Introduction to cpp/cuda extension for PyTorch and building first cpp bridge.
PyTorch -> Cpp -> CUDA
In this tutorial, we will implement a PyTorch CUDA extension called diff_trilinear_interpolation. The forward and backward modules are implemented in CUDA and the C++ bridge is used to connect the PyTorch and CUDA.
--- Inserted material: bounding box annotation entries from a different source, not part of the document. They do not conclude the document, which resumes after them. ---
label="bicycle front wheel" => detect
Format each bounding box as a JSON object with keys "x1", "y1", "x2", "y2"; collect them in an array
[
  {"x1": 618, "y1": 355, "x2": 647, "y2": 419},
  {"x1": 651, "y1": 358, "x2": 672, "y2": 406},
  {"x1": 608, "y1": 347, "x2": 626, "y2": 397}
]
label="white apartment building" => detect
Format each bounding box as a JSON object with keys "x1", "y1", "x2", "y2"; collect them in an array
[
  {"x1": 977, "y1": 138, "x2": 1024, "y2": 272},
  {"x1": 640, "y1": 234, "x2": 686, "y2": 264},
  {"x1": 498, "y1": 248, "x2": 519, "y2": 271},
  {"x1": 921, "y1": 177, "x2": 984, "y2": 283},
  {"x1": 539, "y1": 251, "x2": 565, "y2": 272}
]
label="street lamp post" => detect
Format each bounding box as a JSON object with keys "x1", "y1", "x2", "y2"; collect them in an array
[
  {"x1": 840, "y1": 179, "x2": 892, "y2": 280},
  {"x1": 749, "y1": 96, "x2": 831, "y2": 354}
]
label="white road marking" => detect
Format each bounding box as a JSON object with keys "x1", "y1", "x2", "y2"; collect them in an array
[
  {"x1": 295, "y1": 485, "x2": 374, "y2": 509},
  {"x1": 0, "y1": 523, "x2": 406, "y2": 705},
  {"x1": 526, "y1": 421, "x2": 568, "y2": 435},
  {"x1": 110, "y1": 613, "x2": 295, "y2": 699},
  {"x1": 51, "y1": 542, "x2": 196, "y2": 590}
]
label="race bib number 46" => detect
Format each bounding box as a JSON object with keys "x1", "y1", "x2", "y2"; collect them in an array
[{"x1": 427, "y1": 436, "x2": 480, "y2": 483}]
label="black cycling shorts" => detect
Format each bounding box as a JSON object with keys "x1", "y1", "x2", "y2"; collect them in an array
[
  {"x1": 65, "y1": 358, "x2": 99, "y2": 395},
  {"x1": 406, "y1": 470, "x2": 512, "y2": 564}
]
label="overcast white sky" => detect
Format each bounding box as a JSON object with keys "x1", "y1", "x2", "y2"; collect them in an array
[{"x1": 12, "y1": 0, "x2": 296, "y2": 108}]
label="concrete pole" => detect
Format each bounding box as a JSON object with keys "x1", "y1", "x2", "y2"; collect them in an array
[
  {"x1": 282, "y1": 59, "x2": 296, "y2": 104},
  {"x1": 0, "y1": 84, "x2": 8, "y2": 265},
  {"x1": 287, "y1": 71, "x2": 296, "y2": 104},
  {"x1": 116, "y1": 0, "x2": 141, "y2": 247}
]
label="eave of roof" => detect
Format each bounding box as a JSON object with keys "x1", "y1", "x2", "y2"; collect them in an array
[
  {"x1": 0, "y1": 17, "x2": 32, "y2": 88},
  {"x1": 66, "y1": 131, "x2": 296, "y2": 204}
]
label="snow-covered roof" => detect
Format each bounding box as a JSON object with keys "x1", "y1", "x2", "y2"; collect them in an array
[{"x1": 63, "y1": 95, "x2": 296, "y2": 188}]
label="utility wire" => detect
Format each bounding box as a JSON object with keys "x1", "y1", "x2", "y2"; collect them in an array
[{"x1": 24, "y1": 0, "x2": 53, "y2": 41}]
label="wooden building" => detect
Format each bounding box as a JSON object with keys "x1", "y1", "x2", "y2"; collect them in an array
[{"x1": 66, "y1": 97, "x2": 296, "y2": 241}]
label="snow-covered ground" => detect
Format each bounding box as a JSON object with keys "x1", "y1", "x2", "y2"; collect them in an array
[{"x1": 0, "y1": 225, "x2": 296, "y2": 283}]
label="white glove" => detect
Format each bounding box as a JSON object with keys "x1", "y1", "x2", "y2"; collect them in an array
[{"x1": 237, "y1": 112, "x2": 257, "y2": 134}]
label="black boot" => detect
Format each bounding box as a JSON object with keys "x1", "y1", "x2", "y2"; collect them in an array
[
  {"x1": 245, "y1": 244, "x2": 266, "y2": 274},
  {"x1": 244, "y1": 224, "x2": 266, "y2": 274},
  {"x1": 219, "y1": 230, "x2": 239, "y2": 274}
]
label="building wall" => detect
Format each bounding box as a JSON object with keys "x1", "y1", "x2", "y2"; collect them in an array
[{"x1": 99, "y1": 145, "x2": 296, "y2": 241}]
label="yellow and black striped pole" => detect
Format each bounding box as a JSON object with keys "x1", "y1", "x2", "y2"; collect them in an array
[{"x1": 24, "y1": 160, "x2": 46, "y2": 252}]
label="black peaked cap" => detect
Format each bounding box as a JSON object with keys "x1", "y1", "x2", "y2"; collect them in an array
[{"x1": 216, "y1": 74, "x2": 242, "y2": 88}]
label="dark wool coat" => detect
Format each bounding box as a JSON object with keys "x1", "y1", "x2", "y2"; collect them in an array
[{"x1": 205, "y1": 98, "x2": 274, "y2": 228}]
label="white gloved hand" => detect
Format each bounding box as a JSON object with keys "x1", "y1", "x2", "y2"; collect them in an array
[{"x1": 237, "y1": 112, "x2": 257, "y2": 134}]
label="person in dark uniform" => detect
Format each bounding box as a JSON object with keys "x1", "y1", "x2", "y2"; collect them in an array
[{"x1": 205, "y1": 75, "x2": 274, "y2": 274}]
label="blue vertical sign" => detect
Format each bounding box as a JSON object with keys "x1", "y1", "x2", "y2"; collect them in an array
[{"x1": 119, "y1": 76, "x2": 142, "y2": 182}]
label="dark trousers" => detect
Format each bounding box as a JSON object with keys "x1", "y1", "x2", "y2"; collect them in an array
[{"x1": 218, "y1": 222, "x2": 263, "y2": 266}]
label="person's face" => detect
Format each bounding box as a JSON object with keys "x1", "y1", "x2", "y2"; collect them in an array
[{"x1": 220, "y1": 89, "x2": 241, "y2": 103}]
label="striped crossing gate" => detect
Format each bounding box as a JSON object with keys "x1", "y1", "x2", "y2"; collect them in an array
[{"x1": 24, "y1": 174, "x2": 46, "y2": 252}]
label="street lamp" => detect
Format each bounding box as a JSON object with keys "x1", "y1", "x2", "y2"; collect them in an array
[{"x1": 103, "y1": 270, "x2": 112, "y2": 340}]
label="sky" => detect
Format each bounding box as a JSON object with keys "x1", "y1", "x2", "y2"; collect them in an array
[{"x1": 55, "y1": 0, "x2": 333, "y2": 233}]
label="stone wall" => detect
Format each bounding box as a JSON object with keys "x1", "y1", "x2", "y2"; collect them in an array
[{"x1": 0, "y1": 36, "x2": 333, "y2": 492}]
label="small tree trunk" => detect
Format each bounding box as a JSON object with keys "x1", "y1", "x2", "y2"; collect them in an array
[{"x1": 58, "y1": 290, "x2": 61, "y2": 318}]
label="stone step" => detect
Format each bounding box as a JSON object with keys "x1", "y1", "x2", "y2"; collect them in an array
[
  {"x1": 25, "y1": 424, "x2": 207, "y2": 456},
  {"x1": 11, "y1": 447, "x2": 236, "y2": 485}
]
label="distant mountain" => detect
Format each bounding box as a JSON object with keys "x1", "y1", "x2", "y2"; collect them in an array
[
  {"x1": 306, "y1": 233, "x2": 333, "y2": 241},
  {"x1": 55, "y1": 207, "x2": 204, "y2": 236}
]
- CUDA explanation: https://nyu-cds.github.io/python-gpu/02-cuda/
- C++ API: https://pytorch.org/cppdocs/
- Kernel launching: https://pytorch.org/tutorials/advanced/cpp_extension.html
- PyTorch Autograd Explained - In-depth Tutorial: https://www.youtube.com/watch?v=MswxJw-8PvE
.
├── build
├── diff_interpolation # cuda implementation
│ ├── backward.cu
│ ├── backward.h
│ ├── forward.cu
│ └── forward.h
├── diff_trilinear_interpolation # python api
│ ├── __init__.py
├── ext.cpp
├── interpolation.cpp # cpp bridge script
├── interpolation.h
├── README.md
├── setup.py # pybind build script
└── test.py # test script
cd learning_cuda
pip install .
python test.py
results:
CUDA forward time: 0.002805948257446289 s
PyTorch forward time: 0.004231929779052734 s
Forward all close True
CUDA backward time 0.005219936370849609 s
PyTorch backward time 0.03641915321350098 s
Backward all close True